In a recent disclosure, China’s Ministry of Finance, under the ruling Chinese Communist Party (CCP), has revealed alarming figures concerning local government debts. According to data released on January 30, outstanding local government debts in China surged to a record high, reaching a staggering 40.74 trillion yuan ($5.71 trillion) by the end of 2023.
The report highlights a significant year-on-year increase of 27 percent, with local governments nationwide issuing 9.34 trillion yuan ($1.31 trillion) worth of new bonds in 2023. This marks a substantial uptick, with the scale of local borrowing surpassing the previous year by nearly 2 trillion yuan ($280.8 billion).
December 2023 alone witnessed local government bond issuance hitting 195.6 billion yuan ($27.5 billion), underlining the rapid escalation of debt accumulation.
As local government debts soar, so do bond interest payments. The Ministry of Finance data reveals that interest payments on local government bonds in 2023 amounted to 1,228.8 billion yuan ($172.5 billion), reaching the highest level since 2015. This reflects a 9.6 percent increase compared to the previous year, as reported by Caixin.com, a prominent Chinese finance media outlet.

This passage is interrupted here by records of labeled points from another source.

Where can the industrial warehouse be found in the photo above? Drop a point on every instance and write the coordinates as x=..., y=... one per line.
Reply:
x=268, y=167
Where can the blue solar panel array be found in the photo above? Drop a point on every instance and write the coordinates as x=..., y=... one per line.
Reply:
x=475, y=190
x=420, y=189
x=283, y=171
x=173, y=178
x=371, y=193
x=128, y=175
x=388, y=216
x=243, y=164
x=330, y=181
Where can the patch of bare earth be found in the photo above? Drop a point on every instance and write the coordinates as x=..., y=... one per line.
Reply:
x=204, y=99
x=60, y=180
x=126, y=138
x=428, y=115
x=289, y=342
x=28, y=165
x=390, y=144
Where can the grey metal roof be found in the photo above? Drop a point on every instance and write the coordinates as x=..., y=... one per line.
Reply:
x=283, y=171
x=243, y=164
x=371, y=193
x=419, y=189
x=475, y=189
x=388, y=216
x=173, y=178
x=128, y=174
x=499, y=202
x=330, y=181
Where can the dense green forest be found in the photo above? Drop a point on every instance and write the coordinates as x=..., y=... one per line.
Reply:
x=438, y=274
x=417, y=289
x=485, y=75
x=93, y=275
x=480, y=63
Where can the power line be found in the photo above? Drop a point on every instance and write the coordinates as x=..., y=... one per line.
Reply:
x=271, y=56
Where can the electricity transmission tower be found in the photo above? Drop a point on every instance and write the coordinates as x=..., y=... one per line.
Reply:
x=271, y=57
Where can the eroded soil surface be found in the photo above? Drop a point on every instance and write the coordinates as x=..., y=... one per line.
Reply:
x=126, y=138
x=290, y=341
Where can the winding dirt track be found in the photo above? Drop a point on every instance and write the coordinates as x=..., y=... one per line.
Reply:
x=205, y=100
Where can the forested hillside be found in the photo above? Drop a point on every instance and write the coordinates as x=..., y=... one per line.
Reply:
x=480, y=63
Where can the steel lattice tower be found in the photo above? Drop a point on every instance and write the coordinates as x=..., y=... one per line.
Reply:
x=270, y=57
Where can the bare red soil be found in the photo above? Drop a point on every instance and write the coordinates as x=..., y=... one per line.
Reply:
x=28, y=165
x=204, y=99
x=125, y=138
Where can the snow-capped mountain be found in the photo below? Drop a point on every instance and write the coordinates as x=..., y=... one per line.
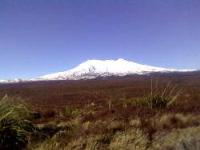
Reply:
x=102, y=68
x=99, y=68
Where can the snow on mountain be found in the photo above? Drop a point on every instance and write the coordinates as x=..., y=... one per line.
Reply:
x=101, y=68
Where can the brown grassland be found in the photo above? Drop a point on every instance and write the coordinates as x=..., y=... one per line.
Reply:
x=149, y=112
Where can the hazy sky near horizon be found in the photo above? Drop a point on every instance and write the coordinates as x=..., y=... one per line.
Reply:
x=38, y=37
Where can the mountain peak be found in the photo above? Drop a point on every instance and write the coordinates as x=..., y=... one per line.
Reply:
x=100, y=68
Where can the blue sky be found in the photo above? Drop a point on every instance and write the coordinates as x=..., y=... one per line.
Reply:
x=38, y=37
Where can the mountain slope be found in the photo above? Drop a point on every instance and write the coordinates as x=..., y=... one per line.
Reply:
x=101, y=68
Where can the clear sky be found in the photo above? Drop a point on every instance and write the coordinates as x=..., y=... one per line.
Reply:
x=38, y=37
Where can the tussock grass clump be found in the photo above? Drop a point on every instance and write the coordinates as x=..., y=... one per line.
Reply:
x=183, y=139
x=15, y=129
x=159, y=98
x=130, y=139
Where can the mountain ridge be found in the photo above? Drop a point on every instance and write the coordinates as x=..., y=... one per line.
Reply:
x=92, y=69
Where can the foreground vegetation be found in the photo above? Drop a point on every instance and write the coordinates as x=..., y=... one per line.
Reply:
x=118, y=117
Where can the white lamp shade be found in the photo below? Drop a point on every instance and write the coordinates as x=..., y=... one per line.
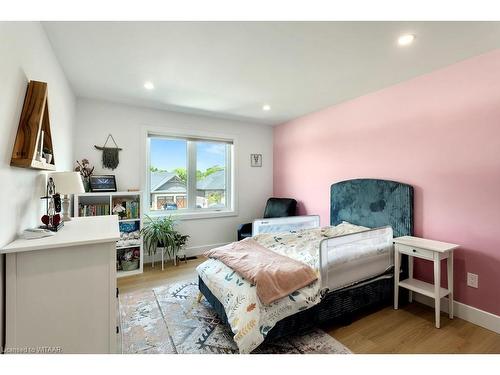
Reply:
x=68, y=182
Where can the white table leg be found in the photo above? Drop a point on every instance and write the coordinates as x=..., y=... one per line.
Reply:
x=437, y=285
x=449, y=263
x=410, y=274
x=396, y=277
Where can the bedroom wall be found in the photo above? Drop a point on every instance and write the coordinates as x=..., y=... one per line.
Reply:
x=439, y=132
x=27, y=55
x=96, y=119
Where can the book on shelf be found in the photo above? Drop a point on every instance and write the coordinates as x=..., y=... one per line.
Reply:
x=93, y=209
x=131, y=210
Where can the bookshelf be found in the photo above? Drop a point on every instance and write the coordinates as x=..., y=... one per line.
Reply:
x=129, y=249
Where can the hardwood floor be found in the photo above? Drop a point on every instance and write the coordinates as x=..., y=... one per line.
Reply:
x=407, y=330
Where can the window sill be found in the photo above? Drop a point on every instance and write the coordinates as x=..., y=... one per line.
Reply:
x=193, y=215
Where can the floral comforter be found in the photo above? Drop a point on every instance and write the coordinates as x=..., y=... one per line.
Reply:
x=250, y=320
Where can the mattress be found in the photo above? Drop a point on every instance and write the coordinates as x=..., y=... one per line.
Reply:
x=249, y=319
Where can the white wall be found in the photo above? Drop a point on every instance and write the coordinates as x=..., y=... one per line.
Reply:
x=96, y=119
x=26, y=54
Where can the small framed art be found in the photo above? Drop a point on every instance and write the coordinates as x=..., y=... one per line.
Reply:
x=106, y=183
x=256, y=160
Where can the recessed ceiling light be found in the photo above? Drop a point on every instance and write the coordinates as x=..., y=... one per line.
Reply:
x=406, y=39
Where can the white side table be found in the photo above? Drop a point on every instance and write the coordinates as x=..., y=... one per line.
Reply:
x=431, y=250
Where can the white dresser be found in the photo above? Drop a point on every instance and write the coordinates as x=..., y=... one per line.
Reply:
x=61, y=290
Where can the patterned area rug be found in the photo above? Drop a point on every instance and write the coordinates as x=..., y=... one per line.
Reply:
x=169, y=319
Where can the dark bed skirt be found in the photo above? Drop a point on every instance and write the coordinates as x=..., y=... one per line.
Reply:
x=338, y=306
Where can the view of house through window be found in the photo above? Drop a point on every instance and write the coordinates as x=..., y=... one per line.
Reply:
x=186, y=174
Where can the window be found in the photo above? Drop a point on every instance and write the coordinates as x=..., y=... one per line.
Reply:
x=189, y=174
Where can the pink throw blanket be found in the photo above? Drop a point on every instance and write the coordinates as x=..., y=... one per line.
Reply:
x=275, y=276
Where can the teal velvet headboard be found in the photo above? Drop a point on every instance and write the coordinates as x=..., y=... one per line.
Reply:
x=373, y=203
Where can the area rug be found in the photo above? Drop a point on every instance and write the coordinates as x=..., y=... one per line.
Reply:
x=169, y=319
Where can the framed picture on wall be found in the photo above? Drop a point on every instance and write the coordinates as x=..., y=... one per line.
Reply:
x=105, y=183
x=256, y=160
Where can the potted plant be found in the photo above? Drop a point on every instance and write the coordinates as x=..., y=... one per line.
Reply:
x=161, y=232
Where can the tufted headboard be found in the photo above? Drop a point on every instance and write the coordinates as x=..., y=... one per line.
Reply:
x=373, y=203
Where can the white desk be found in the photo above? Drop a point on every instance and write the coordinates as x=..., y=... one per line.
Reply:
x=434, y=251
x=61, y=290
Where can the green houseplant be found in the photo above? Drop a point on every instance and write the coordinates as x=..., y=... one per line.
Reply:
x=161, y=232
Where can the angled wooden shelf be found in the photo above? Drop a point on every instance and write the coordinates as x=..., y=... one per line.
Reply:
x=34, y=119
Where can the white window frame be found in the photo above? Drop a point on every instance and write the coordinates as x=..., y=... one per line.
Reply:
x=191, y=212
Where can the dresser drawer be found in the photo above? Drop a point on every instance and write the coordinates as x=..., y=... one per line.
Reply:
x=415, y=251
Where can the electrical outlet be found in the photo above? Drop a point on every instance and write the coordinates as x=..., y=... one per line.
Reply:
x=472, y=280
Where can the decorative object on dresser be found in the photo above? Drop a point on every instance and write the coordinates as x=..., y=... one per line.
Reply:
x=128, y=207
x=85, y=170
x=51, y=219
x=106, y=183
x=434, y=251
x=256, y=160
x=161, y=233
x=33, y=133
x=61, y=290
x=67, y=183
x=109, y=154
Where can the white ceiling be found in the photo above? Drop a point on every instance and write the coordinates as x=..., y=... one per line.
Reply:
x=231, y=69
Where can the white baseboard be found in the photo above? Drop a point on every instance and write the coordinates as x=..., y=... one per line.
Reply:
x=471, y=314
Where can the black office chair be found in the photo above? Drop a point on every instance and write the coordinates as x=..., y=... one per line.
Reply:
x=275, y=207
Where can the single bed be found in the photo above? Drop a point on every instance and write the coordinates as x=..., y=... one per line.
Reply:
x=364, y=202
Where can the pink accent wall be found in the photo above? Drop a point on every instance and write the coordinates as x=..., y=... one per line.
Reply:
x=439, y=132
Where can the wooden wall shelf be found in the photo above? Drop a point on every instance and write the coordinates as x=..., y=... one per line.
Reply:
x=34, y=119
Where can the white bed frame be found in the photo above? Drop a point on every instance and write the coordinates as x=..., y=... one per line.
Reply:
x=377, y=241
x=284, y=224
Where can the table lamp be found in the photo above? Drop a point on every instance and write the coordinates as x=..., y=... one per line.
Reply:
x=67, y=183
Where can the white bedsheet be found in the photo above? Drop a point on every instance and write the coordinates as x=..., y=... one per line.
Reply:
x=249, y=319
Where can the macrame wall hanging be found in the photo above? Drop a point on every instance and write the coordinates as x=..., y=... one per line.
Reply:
x=109, y=154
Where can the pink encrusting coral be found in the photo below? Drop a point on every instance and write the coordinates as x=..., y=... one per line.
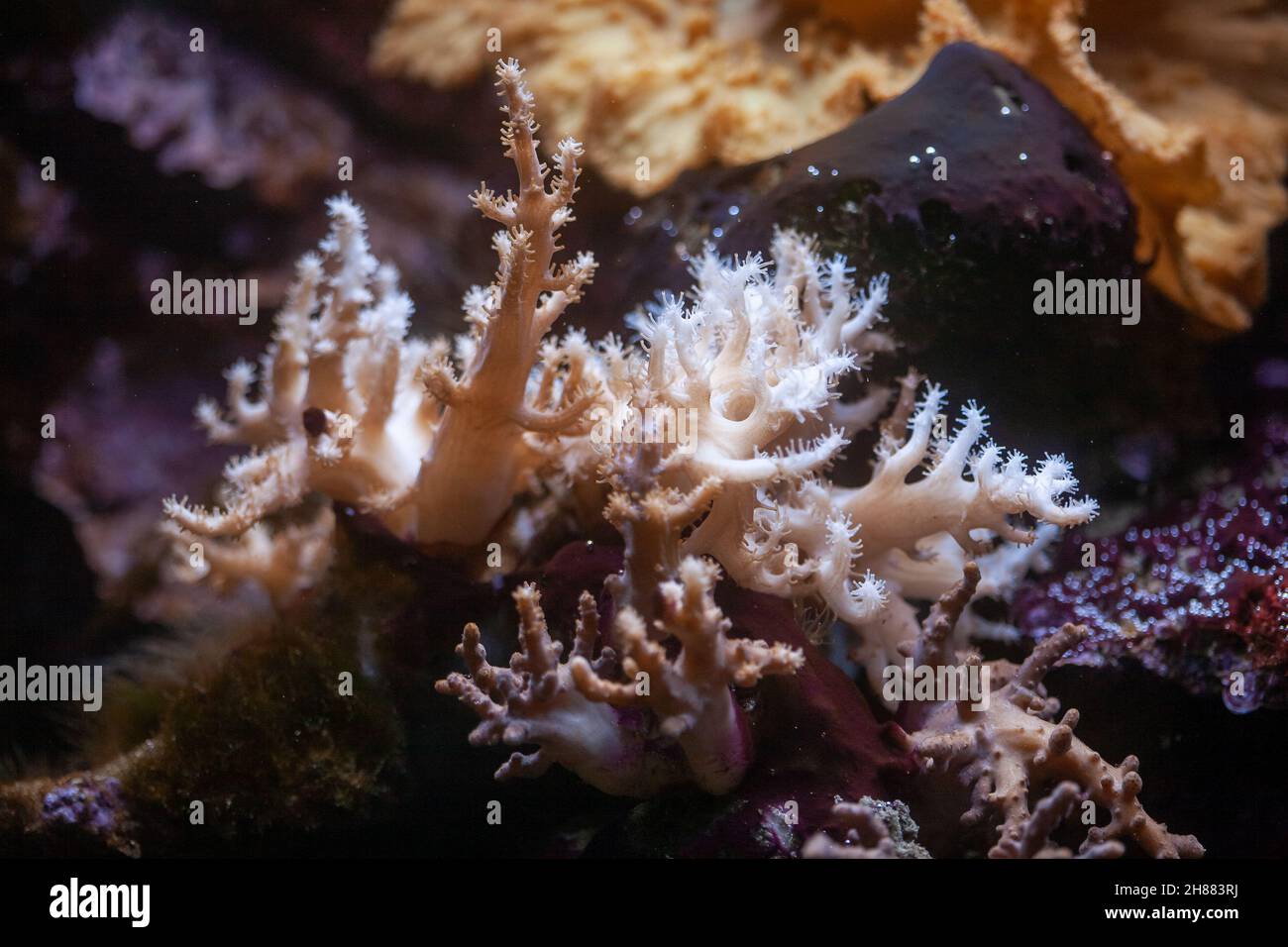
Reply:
x=1197, y=594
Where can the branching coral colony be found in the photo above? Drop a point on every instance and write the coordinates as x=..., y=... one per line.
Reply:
x=441, y=440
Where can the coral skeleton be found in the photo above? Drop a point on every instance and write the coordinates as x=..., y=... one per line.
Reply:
x=616, y=719
x=430, y=437
x=1013, y=749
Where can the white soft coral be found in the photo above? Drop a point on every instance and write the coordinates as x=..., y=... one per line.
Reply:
x=433, y=438
x=756, y=360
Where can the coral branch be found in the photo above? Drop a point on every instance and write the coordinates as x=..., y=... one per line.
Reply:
x=1010, y=749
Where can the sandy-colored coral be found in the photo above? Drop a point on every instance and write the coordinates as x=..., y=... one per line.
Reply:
x=436, y=438
x=617, y=719
x=1009, y=749
x=1173, y=94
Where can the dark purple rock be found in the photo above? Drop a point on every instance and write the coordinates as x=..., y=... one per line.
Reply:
x=1028, y=192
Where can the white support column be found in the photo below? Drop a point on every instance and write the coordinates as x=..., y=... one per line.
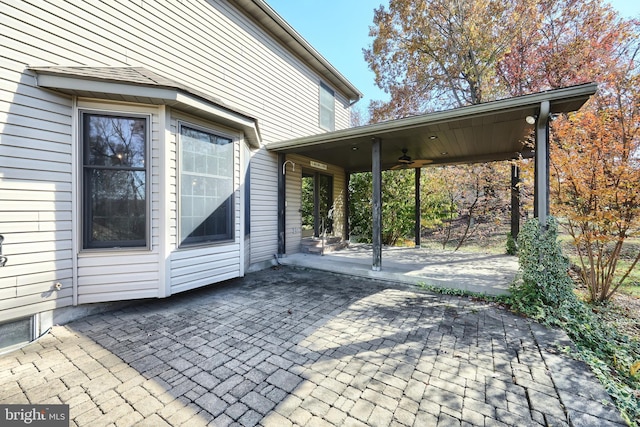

Local government bonds are categorized into new bonds, primarily allocated for major infrastructure projects, and refinancing bonds, utilized to repay maturing local government bonds or existing debts. This approach effectively involves borrowing new debts to settle old ones.
Since the implementation of the CCP’s new “Budget Law” in 2015, local government bonds have become the sole legal avenue for local governments to borrow funds. The latest data ranks Guangdong as the leading province in bond issuance for 2023, followed closely by Shandong, Hunan, Jiangsu, and Zhejiang.
Henry Wu, a macroeconomist in Taiwan, has raised concerns about China’s economic model, pointing to a debt crisis as a core issue. He emphasized that China’s economic development is heavily reliant on debt, a situation that has led to financial crises, fiscal challenges, and employment concerns.
Notably, the disclosed numbers only represent the explicit debts officially recognized by China’s local governments. Experts warn of the larger issue of implicit debts, primarily concentrated in local government investment and financing platform companies. According to Chinese finance media Yicai, the lack of clarity on the base number of these implicit debts raises concerns, with governments at various levels potentially deceiving one another, making it challenging to ascertain the true extent of the financial situation. Wang He, an expert on China affairs and columnist for The Epoch Times, emphasized the opacity surrounding local implicit debts as a significant concern, stating that the real numbers remain elusive due to a lack of transparency within the CCP’s governance.